Et pourtant… La lutte sociale est bien là. Elle ne touche pour le moment que les catégories les mieux protégées, les mieux organisées et donc les plus à même de se défendre , mais les méthodes commencent à se durcir. La grève de l’éducation nationale est une grève de la base, là ou elle est dure. Elle s’organise dans la durée et le rapport de force, loin des magouilles des principaux syndicats, souvent même contre eux. Des grèves de plusieurs semaines, on ne connaissait pas cela dans une profession sans aucune culture de la lutte. Il a fallu la grève de 3 semaines en Seine Saint Denis il y a deux ans pour que les choses commencent à bouger, un peu.

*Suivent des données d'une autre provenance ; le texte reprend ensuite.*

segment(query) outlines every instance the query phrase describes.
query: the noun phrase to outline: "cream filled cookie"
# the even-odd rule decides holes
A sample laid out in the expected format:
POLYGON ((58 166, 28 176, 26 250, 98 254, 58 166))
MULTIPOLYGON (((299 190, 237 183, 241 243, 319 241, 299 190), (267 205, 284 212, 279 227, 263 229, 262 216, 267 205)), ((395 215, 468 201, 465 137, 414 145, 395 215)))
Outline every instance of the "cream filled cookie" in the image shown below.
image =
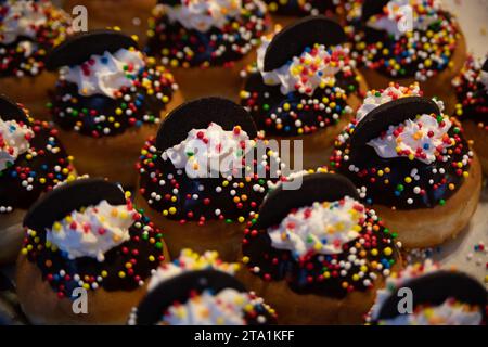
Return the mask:
POLYGON ((149 52, 170 66, 187 99, 239 93, 239 73, 269 28, 260 0, 159 1, 149 52))
POLYGON ((78 170, 133 187, 141 146, 182 101, 172 75, 114 30, 70 37, 50 53, 48 67, 60 73, 51 115, 78 170))
POLYGON ((345 17, 346 0, 265 0, 273 22, 291 24, 307 15, 345 17))
POLYGON ((359 324, 400 266, 395 232, 333 174, 273 190, 246 230, 241 274, 282 324, 359 324))
POLYGON ((29 209, 24 226, 16 285, 35 324, 124 323, 168 260, 162 232, 102 179, 61 184, 29 209), (86 314, 73 309, 80 290, 86 314))
POLYGON ((454 115, 463 124, 467 139, 474 141, 474 149, 481 162, 483 171, 488 174, 488 59, 470 56, 461 74, 452 80, 458 104, 454 115))
POLYGON ((352 56, 371 88, 418 80, 426 97, 448 100, 446 86, 461 70, 466 43, 441 1, 358 0, 347 21, 352 56))
POLYGON ((55 75, 46 70, 46 55, 70 31, 70 18, 51 1, 0 3, 0 93, 48 119, 48 88, 55 75))
POLYGON ((15 260, 26 210, 74 175, 72 160, 55 129, 0 95, 0 264, 15 260))
POLYGON ((243 73, 241 104, 267 138, 303 141, 306 168, 326 163, 367 91, 345 41, 337 23, 307 17, 262 38, 257 63, 243 73))
POLYGON ((485 325, 485 287, 470 275, 442 270, 432 260, 391 273, 377 292, 367 322, 380 325, 485 325), (412 312, 398 310, 400 290, 412 294, 412 312))
POLYGON ((439 245, 470 222, 479 160, 461 125, 416 85, 369 92, 337 138, 331 167, 361 189, 407 248, 439 245))
POLYGON ((277 152, 260 151, 249 114, 233 102, 185 103, 141 151, 136 197, 164 231, 172 256, 191 247, 239 258, 246 222, 281 170, 277 152))
POLYGON ((119 27, 125 33, 143 38, 147 30, 147 18, 156 2, 156 0, 65 0, 63 8, 72 13, 77 5, 84 5, 88 11, 90 29, 119 27))
POLYGON ((130 325, 264 325, 277 322, 272 308, 234 278, 237 264, 216 252, 181 252, 153 274, 149 293, 133 308, 130 325))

Aujourd’hui, le ras le bol est souvent plus présent dans les manifestations ou les occupations d’écoles que les mots d’ordres de syndicats qui tentent d’allumer des contres feux de peur qu’un véritable combat ne remette en cause leur cogestion du système, et donc du désastre. Aux finances, la grève a payé. Projet retiré et ministre sur un siège éjectable. Il va falloir maintenant garder la main pour que ce qui est parti par la porte ne revienne pas par la fenêtre. Les fonctionnaires des impôts et du trésor ont donné l’exemple de la méthode, à la suite des postiers, il serait juste qu’ils retirent les fruits d’une victoire globale dans la fonction publique.

Le gouvernement qui navigue sous pavillon de complaisance « capitalisme Island» est pris dans la tempête. Il faut espérer que cette fois, aucun syndicat ne viendra le remorquer pour qu’il puisse s’abriter au port en attendant de reprendre sa route.
La cargaison de réformes peut bien couler, ce type de pollution n’est pas à craindre. Si l’équipage regagne la côte on lui trouvera bien une place dans une HLM de banlieue.